Since the variable has a static storage duration, it is initialized to an unsigned zero. You will ask why? Because it is said in the standard. Similar behavior on pointer types that I am not even going to discuss in this article.

Okay, look at the structure.

structA {int i;
};
intmain(){
    structAa;printf("%d", a.i);
}

Same. anot initialized. We will see a warning when compiling.

$ gcc -Wuninitalized a.c
a.c: In function ‘main’:
a.c:9:5: warning: ‘a.i’ is used uninitialized in this function [-Wuninitialized]
     printf("%d\n", a.i);

In C, you can initialize an object in several simple ways. For example: 1) using an auxiliary function, 2) during the definition, or 3) assign a global default value.

structA {int i;
} const default_A = {0};
voidinit_A(struct A *ptr){
    ptr->i = 0;
}
intmain(){
    /* helper function */structAa1;
    init_A(&a1);
    /* during definition;
     * Initialize each member, in order. 
     * Any other uninitialized members are implicitly
     * initialized as if they had static storage duration. */structAa2 = {0};
    /* Error! (Well, technically) Initializer lists are 'non-empty' *//* struct A a3 = {}; *//* ...or use designated initializers if C99 or later */structAa4 = {.i = 0};
    /* default value */structAa5 = default_A;
}

This is almost all you need to know about initialization in C, and this is enough to cause many cunning mistakes in many student projects. And certainly problems will appear if we assume that by default everything is initialized in 0.

C ++ Initialization

Act 1. Our hero begins the journey.

If you can't wait to learn all the horrors of C ++, first learn how to initialize variables. Here the same behavior as in C from the previous code, but with some reservations in the rules of this behavior. In the text, I will italicize specific C ++ jargon to emphasize those moments where I do not just arbitrarily call things, but point to a huge number of new ... features in C ++ compared to C. Let's start with simple:

structA {int i;
};
intmain(){
    A a;
    std::cout << a.i << std::endl;
}

Here, C and C ++ have almost the same behavior. In C, a type object is simply created A, the value of which can be any. In C ++, athe default is initialized , that is used to build the structure default constructor . Because it is Aso trivial, it has an implicitly-defined default constructor , which in this case does nothing. The implicitly-defined default constructor "has exactly the same effect" as:

structA {
    A(){}
    int i;
}

To check for an uninitialized value, look at the warning at compile time. At the time of this writing, I g++ 8.2.1issued good warnings, but clang++ 7.0.1in this case I did not give anything (with the established one -Wuninitialized). Note that optimization is included to view additional examples.

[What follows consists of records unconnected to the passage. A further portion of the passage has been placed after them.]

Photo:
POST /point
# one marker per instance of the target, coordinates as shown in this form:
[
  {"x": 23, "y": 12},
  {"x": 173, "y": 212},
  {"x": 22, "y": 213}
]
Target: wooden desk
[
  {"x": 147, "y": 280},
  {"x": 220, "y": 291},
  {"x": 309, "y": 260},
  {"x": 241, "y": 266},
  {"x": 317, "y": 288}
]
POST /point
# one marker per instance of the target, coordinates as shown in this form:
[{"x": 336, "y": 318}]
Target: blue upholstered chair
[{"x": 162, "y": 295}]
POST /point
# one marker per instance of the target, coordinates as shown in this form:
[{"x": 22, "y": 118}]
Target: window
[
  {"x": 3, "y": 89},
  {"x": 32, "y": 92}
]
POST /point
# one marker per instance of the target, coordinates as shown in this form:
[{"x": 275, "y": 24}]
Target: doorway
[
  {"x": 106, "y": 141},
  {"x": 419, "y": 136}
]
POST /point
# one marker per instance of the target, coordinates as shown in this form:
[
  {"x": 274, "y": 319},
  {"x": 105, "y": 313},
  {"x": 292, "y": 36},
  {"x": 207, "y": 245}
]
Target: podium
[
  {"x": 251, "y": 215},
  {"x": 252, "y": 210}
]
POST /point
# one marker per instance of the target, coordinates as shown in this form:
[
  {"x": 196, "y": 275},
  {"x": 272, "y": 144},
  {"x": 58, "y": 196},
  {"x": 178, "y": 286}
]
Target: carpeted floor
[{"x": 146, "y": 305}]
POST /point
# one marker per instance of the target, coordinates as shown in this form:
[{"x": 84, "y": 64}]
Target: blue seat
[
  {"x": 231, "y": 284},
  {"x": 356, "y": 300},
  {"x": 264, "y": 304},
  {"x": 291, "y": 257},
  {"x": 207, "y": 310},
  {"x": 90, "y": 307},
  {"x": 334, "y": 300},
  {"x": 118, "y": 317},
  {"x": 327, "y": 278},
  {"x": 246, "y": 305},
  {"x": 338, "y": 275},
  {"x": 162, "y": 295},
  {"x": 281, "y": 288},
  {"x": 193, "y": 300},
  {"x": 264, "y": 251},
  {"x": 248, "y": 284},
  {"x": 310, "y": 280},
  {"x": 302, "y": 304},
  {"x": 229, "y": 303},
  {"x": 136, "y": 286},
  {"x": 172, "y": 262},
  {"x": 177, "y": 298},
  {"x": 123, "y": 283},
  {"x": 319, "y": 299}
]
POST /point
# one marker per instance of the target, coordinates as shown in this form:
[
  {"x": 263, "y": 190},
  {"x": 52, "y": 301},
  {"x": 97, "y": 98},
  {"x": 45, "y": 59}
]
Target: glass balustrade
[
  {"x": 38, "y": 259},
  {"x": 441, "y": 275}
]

$ g++ -Wuninitalized -O2 a.cpp
a.cpp: In function ‘int main()’:
a.cpp:9:20: warning: ‘a.A::i’ is used uninitialized in this function [-Wuninitialized]
     std::cout << a.i << std::endl;

In fact, this is what we expect from C. So how do you initialize A::i?

Act 2. Our hero stumbles

Perhaps you can use the same methods as in C? After all, C ++ is a superset of C, right? ( khm )

structA {int i;
};
intmain(){
    A a = {.i = 0};
    std::cout << a.i << std::endl;
}

$ g++ -Wuninitialized -O2 -pedantic-errors a.cpp
a.cpp: In function ‘int main()’:
a.cpp:9:12: error: C++ designated initializers only available with -std=c++2a or -std=gnu++2a [-Wpedantic]
     A a = {.i = 0};

Here you have relatives. Explicit initializers are not supported in C ++ to C ++ 20. This is the C ++ standard, which is scheduled for release in 2020. Yes, in C ++, the function is implemented 21 years after it appeared C. Please note that I have added -pedantic-errorssupport for non-standard gcc extensions to be removed.

What about that?

structA {int i;
};
intmain(){
    A a = {0};
    std::cout << a.i << std::endl;
}

$ g++ -Wuninitialized -O2 -pedantic-errors a.cpp
$

Well, at least it works. We can also do this A a = {};with the same effect as zero initialization a.i. This is because it Ais an aggregate type . What it is?

Before C ++ 11, the aggregated type (in essence) is either a simple C-style array or a structure that looks like a simple C structure. Neither access specifiers, nor base classes, nor user constructors, nor virtual functions. Aggregated type gets aggregated initialization. What does it mean?

1. Each class object is initialized with each element of the linked list in order.
2. Each object without a corresponding linked list of elements will receive the value “initialized” .

Great, what does this mean? If the object has a different class type with a custom constructor, this constructor will be called. If an object is a class type without a custom constructor, like A, it will be recursively initialized with a specific value. If we have a built-in object, like int i, then it is initialized to zero .

Urrrrrrraaa! Finally, we got a kind of default value: zero! Wow.

After C ++ 11, the situation looks different ... let's come back to this later.

Difficult to remember and confused? Please note that each version of C ++ has its own set of rules. And there is. It's damn messy and nobody likes. These rules usually work, so usually the system works as if you initialize the elements as zero. But in practice, it is better to explicitly initialize everything. I do not find fault with aggregated initialization, but I do not like the need to wade through the wilds of the standard in order to know exactly what happens during initialization.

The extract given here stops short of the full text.